Before connecting to SharePoint Online with Dataiku you need to :

  • create at least one site SharePoint

  • define an app on Azure portal and retrieve its client id and client secret

Connecting to SharePoint Online using OAuth2

Dataiku access SharePoint Online using OAuth2 as a per-user credentials.

  • create a new App registration (Azure Portal > Microsoft Entra ID > App registrations). Dataiku will connect with the identity of this app

  • in the Overview tab, note the Application (client) ID and the Directory (tenant) ID

  • in the Authentication tab, add a new Platform

    • choose the “Web” platform

    • add a redirect URI of DSS_BASE_URL/dip/api/oauth2-callback

Note

For example if Dataiku is accessed at https://dss.mycompany.corp/, the OAuth2 redirect URL is https://dss.mycompany.corp/dip/api/oauth2-callback

  • if you selected the “Web” platform earlier, create a client secret for this application (App registration > Certificates & Secrets), note the client (app) secret

  • create a new SharePoint Online connection in Dataiku

  • fill the “Tenant id”, “App id”, and “App secret” fields with the fields you noted earlier in the Azure App

  • “Authorization endpoint” should be https://login.microsoftonline.com/common/oauth2/v2.0/authorize for multitenant apps, or https://login.microsoftonline.com/<<your tenant id>>/oauth2/v2.0/authorize for single tenant

  • “Token endpoint” should be https://login.microsoftonline.com/common/oauth2/v2.0/token for multitenant apps, or https://login.microsoftonline.com/<<your tenant id>>/oauth2/v2.0/token for single tenant

  • “Scope” should be offline_access User.Read Files.ReadWrite.All Sites.ReadWrite.All Sites.Manage.All

  • “Default site” should contain the name for an existing SharePoint site where new managed datasets will be created by default. To find the site name, browse to that site and copy the section of the URL following /sites/. For instance, if the URL looks like https://my-corp.sharepoint.com/sites/myproject/_layouts/15/viewlsts.aspx?view=14, the site name is myproject.
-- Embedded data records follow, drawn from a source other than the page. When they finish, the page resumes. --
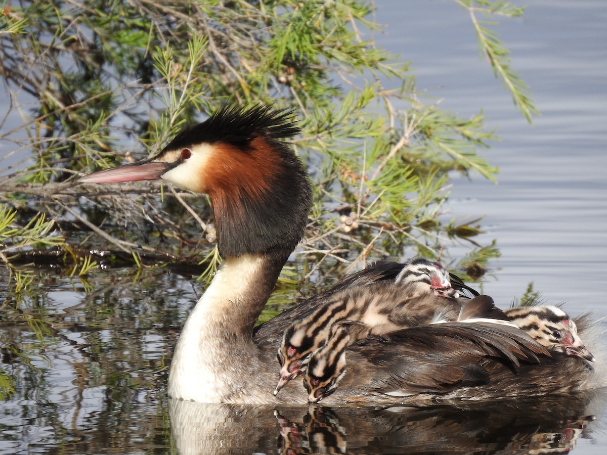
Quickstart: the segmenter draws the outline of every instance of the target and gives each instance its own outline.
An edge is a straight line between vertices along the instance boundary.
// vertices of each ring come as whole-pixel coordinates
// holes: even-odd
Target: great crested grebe
[[[291,381],[275,396],[276,352],[285,328],[333,292],[393,280],[388,263],[347,277],[254,329],[283,265],[300,240],[311,201],[307,173],[282,140],[299,130],[284,111],[226,107],[155,156],[100,171],[83,183],[162,180],[211,200],[223,258],[175,347],[169,396],[206,403],[304,403]],[[586,362],[551,356],[524,331],[449,323],[392,332],[348,350],[348,374],[324,400],[422,402],[569,394],[589,388]]]
[[[381,335],[416,325],[458,320],[463,311],[470,311],[469,300],[457,298],[459,283],[452,286],[449,272],[438,262],[416,257],[402,267],[393,281],[333,292],[312,312],[287,327],[278,350],[281,368],[274,394],[305,370],[310,354],[330,337],[332,326],[339,321],[363,322],[370,333]],[[473,317],[507,319],[492,303],[490,309],[483,307],[482,314],[480,307],[475,307]]]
  • “Default drive” should contain the name of an existing drive where new managed datasets will be created by default. This drive must belong to the default site. To find the drive name, go to the “Site contents” section and copy the name of the document library containing your drive.
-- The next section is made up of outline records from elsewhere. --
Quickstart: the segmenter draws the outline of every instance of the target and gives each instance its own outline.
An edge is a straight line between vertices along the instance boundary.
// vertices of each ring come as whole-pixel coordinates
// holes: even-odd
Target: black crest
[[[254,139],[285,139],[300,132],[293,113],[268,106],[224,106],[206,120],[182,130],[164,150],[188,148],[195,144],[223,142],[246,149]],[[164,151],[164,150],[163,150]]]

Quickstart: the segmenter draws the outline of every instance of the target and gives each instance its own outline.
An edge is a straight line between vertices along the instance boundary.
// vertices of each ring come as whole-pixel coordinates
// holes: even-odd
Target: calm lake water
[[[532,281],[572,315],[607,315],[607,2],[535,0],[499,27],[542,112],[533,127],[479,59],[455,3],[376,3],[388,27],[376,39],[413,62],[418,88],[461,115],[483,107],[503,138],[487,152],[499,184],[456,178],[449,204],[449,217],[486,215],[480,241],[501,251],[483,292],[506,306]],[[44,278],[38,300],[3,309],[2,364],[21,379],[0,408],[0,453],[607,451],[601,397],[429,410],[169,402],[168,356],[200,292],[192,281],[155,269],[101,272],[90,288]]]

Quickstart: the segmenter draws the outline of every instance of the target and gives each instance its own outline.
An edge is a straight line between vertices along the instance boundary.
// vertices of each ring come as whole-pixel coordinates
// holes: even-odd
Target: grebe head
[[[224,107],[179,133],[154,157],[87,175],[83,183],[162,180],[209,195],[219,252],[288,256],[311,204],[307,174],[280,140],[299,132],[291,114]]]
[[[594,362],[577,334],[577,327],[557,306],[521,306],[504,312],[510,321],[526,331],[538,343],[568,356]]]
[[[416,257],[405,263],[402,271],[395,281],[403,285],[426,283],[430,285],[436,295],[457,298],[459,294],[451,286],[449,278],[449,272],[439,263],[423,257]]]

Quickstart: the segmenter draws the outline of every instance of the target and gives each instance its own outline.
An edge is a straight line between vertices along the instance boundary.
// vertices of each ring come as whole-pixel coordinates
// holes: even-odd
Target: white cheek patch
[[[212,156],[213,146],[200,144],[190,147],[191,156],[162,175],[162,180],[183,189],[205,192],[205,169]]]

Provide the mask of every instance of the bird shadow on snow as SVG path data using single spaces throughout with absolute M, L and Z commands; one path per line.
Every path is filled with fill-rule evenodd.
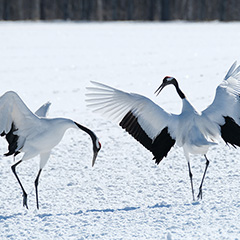
M 146 208 L 152 209 L 152 208 L 171 208 L 172 205 L 171 204 L 167 204 L 167 203 L 157 203 L 153 206 L 147 206 Z M 113 208 L 106 208 L 106 209 L 89 209 L 86 210 L 85 212 L 83 212 L 82 210 L 74 213 L 74 215 L 77 214 L 83 214 L 83 213 L 91 213 L 91 212 L 121 212 L 121 211 L 134 211 L 134 210 L 138 210 L 141 207 L 124 207 L 124 208 L 117 208 L 117 209 L 113 209 Z
M 19 216 L 19 215 L 22 215 L 22 214 L 16 213 L 16 214 L 7 215 L 7 216 L 0 215 L 0 221 L 15 218 L 16 216 Z

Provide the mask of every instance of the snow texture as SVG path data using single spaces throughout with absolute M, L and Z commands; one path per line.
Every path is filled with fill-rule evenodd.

  • “Default path” is the path to the directory within the default drive where managed folders will be created

  • create the connection (you can’t test it yet)

Then for each user:

  • go to user profile > Credentials

  • click the “Edit” button next to the new connection name

  • follow the instructions that appear

Creating SharePoint Online datasets

From a SharePoint document

After creating your SharePoint Online connection in Administration, you can create datasets from documents stored on SharePoint.

From either the Flow or the datasets list, click on +Dataset > Cloud Storage & Social > SharePoint Document.

  • select the connection

  • select the SharePoint site and the drive in which your files are located

  • click on “Browse” to locate your files

From a SharePoint list

After creating your SharePoint Online connection in Administration, you can create datasets from a SharePoint list.

From either the Flow or the datasets list, click on +Dataset > Cloud Storage & Social > SharePoint List.

  • select the connection in which your lists are located

  • select the SharePoint site and the list

Location of managed datasets and folders

When you create a managed dataset or folder in a SharePoint Online connection, Dataiku will automatically create it within the “Default site”, “Default drive” and the “Default path”.

Below that root path, the “naming rule” applies. See Making relocatable managed datasets for more information.